Buena said, “Must I remind you again that
I
was here first. I arrived the day before you, yourself, came. The bride.”

Of course Lorenza didn't need to be reminded. Buena's had been the only welcoming face she'd encountered that day. The others—Juan Pedro's family, his children, had stared sullenly at her over their glasses of chilled Ravel Manzanilla sherry, then had kissed the air next to her cheek.

“You were so lovely, Señora,” Buena said, stepping aside so Lorenza could enter. “All in white satin, with a long train embroidered with pearls and a white orchid in your hair.”

“And Juan Pedro's gold ring on my finger. The family didn't like that then, Buena. And you know only too well, they don't like it today. To them I was always the interloper, stealing their mother's thunder, even her name. Of course, I understood. She died too young. But I was young too, and it was my wedding day and I was damned if I was going to knuckle under and wear a beige dress and a hat. I wanted Juan Pedro to see me as his bride.”

Lorenza's dark eyes crinkled with laughter as she met Buena's. “After all, he had to see he was getting his money's worth, didn't he?”
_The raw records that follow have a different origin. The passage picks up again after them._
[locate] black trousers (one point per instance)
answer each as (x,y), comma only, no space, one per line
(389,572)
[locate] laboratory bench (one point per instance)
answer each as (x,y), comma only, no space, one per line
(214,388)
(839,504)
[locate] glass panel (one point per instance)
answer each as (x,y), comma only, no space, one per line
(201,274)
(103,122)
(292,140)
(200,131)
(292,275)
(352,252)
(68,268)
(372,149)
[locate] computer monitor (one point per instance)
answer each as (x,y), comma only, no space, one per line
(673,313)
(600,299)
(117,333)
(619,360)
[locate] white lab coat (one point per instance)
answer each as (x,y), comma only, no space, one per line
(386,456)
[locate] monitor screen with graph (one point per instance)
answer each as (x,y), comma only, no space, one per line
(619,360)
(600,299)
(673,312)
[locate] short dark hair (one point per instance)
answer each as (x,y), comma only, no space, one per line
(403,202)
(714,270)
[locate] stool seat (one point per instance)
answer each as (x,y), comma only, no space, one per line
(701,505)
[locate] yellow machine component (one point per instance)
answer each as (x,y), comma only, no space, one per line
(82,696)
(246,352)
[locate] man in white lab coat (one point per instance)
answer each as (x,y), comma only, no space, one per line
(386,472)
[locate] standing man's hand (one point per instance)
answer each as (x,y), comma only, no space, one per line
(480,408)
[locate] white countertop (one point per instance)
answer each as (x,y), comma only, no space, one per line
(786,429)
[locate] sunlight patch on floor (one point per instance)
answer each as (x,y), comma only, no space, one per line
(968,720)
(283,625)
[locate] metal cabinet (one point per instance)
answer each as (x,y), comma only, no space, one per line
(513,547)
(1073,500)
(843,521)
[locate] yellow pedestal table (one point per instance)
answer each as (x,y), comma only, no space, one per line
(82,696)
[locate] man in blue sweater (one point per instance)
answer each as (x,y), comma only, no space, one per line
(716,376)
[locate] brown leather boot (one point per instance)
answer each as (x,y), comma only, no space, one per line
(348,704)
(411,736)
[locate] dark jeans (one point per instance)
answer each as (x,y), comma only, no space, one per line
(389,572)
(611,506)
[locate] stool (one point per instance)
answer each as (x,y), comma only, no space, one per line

She looked around her house. It had started life a couple of centuries ago as a tiny theater, dedicated to operetta, the only reminders of which were the two ornate little boxes curving out from the mezzanine, one each side of the wide marble staircase. Their red plush upholstery had faded to a silvery blush, entwined cupids blew golden trumpets across their stucco fronts, and pairs of narrow wooden doors, pale green and gilt, enclosed their privacy.

Naturally, there had been stories of a shadowy “diva,” a ghostly lady in an elegant wide-brimmed hat and a gleam of diamonds. She was, so the story went, still waiting for the lover who never showed up.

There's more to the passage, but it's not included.